Kafka Design: Page Cache & Performance

Apache Kafka's exceptional performance and reliability as a distributed event streaming platform are largely attributed to its intelligent use of the operating system's page cache. This core design decision enables Kafka to achieve high throughput and low latency without requiring extensive application-level caching. This blog explores how Kafka leverages the page cache, its performance implications, configuration best practices, and common challenges.

Although Kafka Page Cache brings many advantages to Kafka, it can cause serious performance issues due to Page Cache pollution when disk reads occur. If you are looking for a solution to this problem, you can read: How AutoMQ addresses the disk read side effects in Apache Kafka

Understanding the Page Cache in Kafka's Architecture

The page cache is a transparent buffer maintained by the operating system that keeps recently accessed file data in memory. Kafka's architecture is specifically designed to take advantage of this system feature, rather than implementing its own complex caching mechanisms.

Zero Copy Principle

At its core, Kafka operates on the "Zero Copy" principle, which is fundamental to its performance. This means:

Kafka transfers data in byte format without inspecting or modifying it
No data verification occurs at the cluster level
Data moves directly from disk to network (or vice versa) without unnecessary copying

This approach provides significant performance improvements compared to traditional methods that involve multiple data copies between channels. The zero-copy mechanism allows Kafka to avoid copying data into user space, reducing CPU overhead and improving throughput.

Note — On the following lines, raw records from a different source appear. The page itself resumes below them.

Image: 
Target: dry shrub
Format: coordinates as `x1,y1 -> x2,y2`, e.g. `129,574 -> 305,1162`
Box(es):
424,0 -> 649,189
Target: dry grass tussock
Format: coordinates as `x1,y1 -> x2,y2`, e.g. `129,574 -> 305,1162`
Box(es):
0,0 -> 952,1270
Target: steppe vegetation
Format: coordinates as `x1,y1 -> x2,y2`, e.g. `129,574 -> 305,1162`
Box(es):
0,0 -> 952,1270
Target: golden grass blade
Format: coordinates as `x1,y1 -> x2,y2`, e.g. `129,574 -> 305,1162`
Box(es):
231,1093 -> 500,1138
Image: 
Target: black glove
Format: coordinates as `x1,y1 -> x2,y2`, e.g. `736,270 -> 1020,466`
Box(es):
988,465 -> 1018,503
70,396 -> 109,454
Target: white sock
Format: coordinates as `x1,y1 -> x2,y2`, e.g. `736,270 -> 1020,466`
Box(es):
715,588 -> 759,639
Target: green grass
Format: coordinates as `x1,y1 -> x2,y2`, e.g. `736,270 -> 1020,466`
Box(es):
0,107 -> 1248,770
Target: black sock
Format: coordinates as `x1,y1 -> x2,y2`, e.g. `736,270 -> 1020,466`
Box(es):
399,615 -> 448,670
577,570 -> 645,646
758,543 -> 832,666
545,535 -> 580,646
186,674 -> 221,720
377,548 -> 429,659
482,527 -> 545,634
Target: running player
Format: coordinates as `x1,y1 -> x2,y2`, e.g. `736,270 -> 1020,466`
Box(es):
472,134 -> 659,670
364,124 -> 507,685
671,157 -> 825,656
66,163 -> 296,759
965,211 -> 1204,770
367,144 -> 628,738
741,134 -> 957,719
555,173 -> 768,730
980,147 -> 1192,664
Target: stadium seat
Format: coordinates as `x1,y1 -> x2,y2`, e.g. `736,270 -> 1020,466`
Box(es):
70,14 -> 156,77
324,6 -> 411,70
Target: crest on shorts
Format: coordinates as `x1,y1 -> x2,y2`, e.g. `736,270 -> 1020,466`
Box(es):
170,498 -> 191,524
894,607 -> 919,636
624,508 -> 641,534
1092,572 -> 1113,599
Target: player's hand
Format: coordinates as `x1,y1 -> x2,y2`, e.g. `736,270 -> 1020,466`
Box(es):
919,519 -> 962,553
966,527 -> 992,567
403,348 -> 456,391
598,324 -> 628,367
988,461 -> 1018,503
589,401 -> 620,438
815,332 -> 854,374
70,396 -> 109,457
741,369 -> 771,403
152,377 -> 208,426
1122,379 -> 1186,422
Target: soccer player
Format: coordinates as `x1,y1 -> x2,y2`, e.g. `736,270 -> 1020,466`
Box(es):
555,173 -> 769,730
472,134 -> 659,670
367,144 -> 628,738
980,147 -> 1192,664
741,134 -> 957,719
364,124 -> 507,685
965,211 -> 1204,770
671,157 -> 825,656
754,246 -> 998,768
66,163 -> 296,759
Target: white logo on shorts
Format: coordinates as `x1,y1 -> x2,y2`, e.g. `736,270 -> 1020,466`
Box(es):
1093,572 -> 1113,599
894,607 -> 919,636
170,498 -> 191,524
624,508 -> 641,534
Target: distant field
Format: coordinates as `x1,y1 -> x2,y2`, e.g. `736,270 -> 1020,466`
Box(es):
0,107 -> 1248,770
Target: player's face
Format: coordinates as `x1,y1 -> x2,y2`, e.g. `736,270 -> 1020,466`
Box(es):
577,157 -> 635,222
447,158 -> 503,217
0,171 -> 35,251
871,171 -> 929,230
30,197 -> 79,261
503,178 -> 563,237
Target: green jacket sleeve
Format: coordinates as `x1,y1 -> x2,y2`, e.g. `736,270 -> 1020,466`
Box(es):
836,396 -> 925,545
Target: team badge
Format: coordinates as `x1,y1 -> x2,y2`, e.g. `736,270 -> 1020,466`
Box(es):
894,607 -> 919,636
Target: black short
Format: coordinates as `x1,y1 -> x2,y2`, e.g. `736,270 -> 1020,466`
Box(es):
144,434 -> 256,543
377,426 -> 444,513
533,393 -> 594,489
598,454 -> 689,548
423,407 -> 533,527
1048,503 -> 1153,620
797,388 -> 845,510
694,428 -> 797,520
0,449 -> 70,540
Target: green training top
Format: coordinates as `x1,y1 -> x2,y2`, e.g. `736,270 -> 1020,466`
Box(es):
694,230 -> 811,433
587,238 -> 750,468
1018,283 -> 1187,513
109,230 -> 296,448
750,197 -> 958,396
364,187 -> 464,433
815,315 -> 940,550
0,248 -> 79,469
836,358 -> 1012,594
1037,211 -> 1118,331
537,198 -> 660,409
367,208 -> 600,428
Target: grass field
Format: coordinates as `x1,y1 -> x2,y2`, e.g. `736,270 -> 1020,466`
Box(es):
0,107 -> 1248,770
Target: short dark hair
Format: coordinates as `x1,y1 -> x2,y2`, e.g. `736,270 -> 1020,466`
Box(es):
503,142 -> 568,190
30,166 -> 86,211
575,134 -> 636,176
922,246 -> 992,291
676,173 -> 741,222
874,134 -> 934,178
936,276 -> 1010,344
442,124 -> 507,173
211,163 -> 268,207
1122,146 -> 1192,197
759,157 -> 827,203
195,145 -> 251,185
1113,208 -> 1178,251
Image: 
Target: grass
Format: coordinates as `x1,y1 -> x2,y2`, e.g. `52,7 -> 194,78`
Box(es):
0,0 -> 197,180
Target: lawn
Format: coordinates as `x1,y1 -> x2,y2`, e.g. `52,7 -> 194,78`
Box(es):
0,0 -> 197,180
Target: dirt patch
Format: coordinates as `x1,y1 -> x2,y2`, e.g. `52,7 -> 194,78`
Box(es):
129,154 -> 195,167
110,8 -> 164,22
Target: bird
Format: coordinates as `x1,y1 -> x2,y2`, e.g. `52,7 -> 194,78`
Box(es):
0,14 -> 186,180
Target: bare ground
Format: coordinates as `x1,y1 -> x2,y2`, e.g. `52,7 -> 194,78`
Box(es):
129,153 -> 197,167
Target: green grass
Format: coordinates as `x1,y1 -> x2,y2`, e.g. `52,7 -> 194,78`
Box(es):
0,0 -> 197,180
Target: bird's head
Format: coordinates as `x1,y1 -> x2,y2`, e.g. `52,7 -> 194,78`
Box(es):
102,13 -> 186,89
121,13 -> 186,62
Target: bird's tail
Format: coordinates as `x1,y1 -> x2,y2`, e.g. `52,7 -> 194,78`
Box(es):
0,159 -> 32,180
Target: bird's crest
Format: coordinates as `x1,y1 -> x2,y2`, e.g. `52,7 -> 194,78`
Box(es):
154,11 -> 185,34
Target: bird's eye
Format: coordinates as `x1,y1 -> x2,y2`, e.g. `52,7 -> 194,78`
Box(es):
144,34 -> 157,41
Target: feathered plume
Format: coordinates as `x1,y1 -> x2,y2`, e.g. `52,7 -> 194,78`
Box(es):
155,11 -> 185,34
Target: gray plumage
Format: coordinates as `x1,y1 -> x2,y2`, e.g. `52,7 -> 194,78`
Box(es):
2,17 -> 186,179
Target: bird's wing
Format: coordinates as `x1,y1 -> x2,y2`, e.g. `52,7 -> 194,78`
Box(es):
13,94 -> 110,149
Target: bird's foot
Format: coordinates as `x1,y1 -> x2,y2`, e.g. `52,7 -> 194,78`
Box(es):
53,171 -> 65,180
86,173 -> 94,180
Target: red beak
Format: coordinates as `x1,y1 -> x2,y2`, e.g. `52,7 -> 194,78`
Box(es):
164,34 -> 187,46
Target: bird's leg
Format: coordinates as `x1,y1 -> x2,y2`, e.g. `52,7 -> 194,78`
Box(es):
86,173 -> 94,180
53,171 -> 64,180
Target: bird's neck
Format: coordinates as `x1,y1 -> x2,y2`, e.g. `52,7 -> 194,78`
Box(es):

How Kafka Utilizes the Page Cache

Kafka brokers make heavy use of the operating system's page cache to maintain performance. When data is written to Kafka:

Data is written to the page cache first
The OS eventually flushes these pages to disk asynchronously
Kafka doesn't explicitly issue commands to ensure messages are persisted (sync)
It relies on the OS to efficiently manage when data is written to physical storage

For reads, Kafka similarly leverages the page cache:

Consumer requests are served from the page cache when possible
The OS handles prefetching data through techniques like readahead
Sequential read patterns are automatically detected and optimized by the kernel

This approach differs from many databases that implement application-level caches. Kafka's reliance on the page cache is particularly effective because messaging workloads typically involve sequential reads and writes, which the Linux kernel has been optimized to handle efficiently.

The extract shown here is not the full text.